Camera traps capture tigers at 3,630 metres in Arunachal’s Dibang Valley
One of the 108 camera traps deployed in and around the protected area for the study captured a tiger wading through thick snow in January 2017. Dibang Wildlife Sanctuary (DWS) is not a designated tiger reserve and is the highest site for the 2018 tiger census.
Researchers have found a promising tiger population in the upper reaches of Dibang Valley in Arunachal Pradesh, the highest range in the Indian part of eastern Himalayas.
GV Gopi, a scientist with the Wildlife Institute of India who carried out the study, said as many as 11 tigers were caught on camera traps in a study from 2015 to 2017. Gopi carried out the study with Aisho Sharma Adhikarimayum, a research scholar.
The paper, First Photographic Record of Tiger Presence at Higher Elevations of the Mishmi hills in the Eastern Himalayan Biodiversity Hotspot, Arunachal Pradesh, India published in the journal Threatened Taxa, records tiger presence at an altitude of 3,630 metres.
One of the 108 camera traps deployed in and around the protected area for the study captured a tiger wading through thick snow in January 2017. Dibang Wildlife Sanctuary (DWS) is not a designated tiger reserve and is the highest site for the 2018 tiger census.
“In Bhutan, in the Eastern Himalayas, tigers have been spotted at an altitude of 4,200 metres,” Gopi said. “Once we survey the upper reaches of DWS, the more high altitude areas, we are hopeful we will find tiger population even above 4,200 metres,” he said.

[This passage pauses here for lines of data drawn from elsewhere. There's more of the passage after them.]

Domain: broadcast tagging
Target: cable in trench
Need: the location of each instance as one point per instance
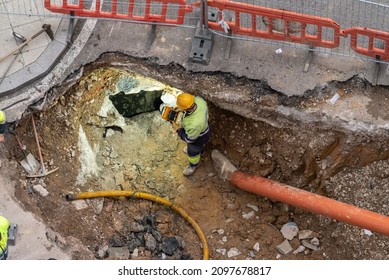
(151, 197)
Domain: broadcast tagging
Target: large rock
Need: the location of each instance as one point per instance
(132, 104)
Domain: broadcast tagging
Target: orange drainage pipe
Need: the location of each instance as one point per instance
(294, 196)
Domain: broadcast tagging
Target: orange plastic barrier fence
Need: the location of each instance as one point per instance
(280, 25)
(288, 20)
(171, 11)
(372, 36)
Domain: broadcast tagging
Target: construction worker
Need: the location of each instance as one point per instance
(195, 130)
(2, 125)
(4, 226)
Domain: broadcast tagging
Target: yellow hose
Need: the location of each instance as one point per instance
(160, 200)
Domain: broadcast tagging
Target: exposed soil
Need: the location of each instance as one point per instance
(147, 156)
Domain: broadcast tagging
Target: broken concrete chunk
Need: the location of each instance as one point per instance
(284, 248)
(256, 247)
(307, 234)
(114, 154)
(221, 251)
(289, 230)
(109, 133)
(315, 241)
(119, 178)
(308, 245)
(80, 204)
(248, 215)
(39, 189)
(252, 206)
(97, 204)
(300, 249)
(136, 227)
(119, 253)
(233, 252)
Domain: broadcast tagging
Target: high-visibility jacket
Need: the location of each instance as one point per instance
(4, 225)
(195, 123)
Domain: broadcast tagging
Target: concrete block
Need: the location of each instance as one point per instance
(50, 56)
(307, 234)
(284, 248)
(62, 31)
(26, 75)
(289, 230)
(6, 86)
(12, 233)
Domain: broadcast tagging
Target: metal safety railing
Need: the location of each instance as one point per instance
(346, 27)
(294, 25)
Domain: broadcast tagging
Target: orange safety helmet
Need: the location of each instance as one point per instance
(185, 101)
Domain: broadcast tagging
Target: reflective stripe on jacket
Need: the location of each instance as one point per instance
(195, 124)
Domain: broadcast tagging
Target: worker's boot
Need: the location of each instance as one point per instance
(189, 170)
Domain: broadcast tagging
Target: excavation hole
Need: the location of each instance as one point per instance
(106, 132)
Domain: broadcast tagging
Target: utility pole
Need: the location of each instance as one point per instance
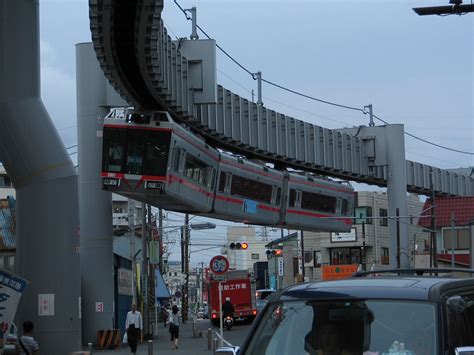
(452, 239)
(131, 228)
(185, 256)
(398, 238)
(160, 228)
(144, 273)
(150, 301)
(364, 259)
(432, 226)
(302, 254)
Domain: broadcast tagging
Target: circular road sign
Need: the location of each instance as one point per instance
(219, 264)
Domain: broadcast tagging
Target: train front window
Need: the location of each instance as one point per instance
(113, 149)
(135, 146)
(157, 146)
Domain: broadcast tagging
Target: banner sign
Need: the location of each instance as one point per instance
(11, 289)
(337, 272)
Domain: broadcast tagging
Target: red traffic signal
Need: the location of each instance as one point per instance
(239, 246)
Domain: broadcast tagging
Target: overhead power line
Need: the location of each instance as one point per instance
(254, 76)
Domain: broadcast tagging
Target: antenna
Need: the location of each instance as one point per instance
(456, 8)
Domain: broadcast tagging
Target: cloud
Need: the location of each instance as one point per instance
(58, 91)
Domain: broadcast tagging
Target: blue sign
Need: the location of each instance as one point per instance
(250, 206)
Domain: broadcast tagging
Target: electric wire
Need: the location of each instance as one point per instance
(427, 141)
(253, 75)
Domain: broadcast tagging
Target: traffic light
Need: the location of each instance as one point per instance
(274, 252)
(239, 246)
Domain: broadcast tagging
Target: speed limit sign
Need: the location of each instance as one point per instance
(219, 264)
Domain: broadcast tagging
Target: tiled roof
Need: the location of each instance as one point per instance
(463, 208)
(7, 226)
(462, 259)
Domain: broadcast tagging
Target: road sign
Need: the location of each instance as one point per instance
(221, 278)
(219, 264)
(154, 251)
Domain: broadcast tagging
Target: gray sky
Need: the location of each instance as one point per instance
(414, 70)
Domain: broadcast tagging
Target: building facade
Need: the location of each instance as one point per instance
(367, 244)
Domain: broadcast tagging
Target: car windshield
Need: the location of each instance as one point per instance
(346, 327)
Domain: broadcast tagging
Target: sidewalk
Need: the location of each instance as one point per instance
(162, 343)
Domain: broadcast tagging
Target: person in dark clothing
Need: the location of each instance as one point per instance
(227, 308)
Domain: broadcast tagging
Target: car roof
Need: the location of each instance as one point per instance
(404, 288)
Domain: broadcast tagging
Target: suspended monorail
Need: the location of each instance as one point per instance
(148, 157)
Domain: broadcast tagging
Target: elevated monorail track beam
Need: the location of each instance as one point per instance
(145, 66)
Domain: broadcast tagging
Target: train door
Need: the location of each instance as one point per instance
(221, 200)
(175, 170)
(293, 209)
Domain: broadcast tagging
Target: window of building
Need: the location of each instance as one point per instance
(317, 258)
(251, 189)
(345, 256)
(344, 206)
(317, 202)
(461, 238)
(383, 220)
(385, 259)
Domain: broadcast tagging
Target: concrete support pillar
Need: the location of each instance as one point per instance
(95, 205)
(46, 186)
(288, 272)
(397, 193)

It all started in December 2012, when two tiger cubs were rescued near the sanctuary. A rapid assessment study commissioned by the WII and National Tiger Conservation Authority (NTCA) found the partial image of a tiger in one of the camera traps leading to commissioning of the full-fledged study.

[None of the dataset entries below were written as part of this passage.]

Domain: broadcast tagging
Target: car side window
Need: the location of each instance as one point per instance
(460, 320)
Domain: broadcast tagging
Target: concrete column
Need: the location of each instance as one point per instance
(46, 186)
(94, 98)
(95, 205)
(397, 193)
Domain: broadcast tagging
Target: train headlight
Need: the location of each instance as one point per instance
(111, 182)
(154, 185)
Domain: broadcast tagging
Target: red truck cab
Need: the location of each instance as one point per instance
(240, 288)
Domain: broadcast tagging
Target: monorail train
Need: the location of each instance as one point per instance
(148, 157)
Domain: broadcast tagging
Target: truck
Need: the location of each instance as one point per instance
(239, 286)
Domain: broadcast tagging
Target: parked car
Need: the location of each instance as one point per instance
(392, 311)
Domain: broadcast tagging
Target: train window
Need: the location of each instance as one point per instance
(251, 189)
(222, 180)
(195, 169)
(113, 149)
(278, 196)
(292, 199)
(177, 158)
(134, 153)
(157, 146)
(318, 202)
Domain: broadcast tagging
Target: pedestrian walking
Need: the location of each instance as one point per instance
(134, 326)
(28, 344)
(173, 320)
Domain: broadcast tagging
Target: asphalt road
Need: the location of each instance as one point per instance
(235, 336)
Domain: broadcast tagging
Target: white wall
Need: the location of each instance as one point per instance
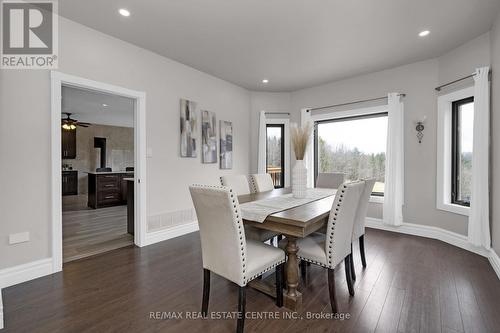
(263, 101)
(25, 195)
(462, 61)
(495, 148)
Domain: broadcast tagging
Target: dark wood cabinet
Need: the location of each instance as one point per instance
(107, 189)
(70, 182)
(68, 144)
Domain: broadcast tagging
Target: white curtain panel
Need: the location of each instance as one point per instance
(479, 225)
(261, 159)
(305, 118)
(394, 163)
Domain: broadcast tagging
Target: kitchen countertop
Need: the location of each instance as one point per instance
(109, 172)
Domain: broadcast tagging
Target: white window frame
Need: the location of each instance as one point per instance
(345, 114)
(286, 123)
(444, 130)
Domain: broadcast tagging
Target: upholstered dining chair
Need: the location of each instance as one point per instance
(225, 249)
(261, 182)
(240, 186)
(238, 183)
(328, 250)
(360, 222)
(330, 179)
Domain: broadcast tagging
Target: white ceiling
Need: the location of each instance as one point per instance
(87, 106)
(293, 43)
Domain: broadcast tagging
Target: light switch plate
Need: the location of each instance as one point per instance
(19, 238)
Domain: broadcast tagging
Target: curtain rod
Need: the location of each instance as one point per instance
(355, 102)
(288, 113)
(458, 80)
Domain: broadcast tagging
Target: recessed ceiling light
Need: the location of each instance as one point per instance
(424, 33)
(124, 12)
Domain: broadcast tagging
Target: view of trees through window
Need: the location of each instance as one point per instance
(354, 146)
(274, 152)
(463, 124)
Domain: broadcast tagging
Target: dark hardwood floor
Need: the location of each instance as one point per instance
(411, 284)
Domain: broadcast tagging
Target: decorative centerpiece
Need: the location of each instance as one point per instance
(300, 139)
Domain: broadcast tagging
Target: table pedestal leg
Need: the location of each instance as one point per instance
(292, 297)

“Considering we could only cover 336 square kilometres of the 4,149 square kilometres of the DWS, 11 tigers shows a high density. We are certain the actual population will be much higher once we cover the entire area in the next course of study,” Gopi said.
The 2014 census reported 201 tigers in the northeastern hills and the Brahmaputra plains out which five were reported in DWS, which extends over the Mishmi hills. The All India Tiger Estimation is held every four years.
Researchers claim the tigers spotted in DWS could be genetically different from those found in other parts of Arunachal Pradesh. The state has three tiger reserves including the Pakke Tiger Reserve, the Kamlang Tiger Reserve and the Nampdhapa Tiger Reserve.
“Those tiger populations are far from DWS. This one is isolated. Dibang is not even a designated tiger reserve,” Gopi said explaining why the genetics could be different.
Unlike other striped cats which like to feed on the Sambar deer or the spotted deer, the tigers of the DWS prey on Mishmi Takin, a goat-antelope unique to Arunachal Pradesh, as the scat analysis shows.
“It is the forest department of the state which needs to be more proactive now,” Gopi said.
The region inhabited by the Idu Mishmi tribe reveres tigers as elder brothers in the local folklore.
About 28.8% of India’s tigers live outside the tiger reserves, according to NTCA. With about 70% of the world’s free-ranging tigers, India is home to 2,226 of this endangered species, of which about 640 are outside the tiger reserves.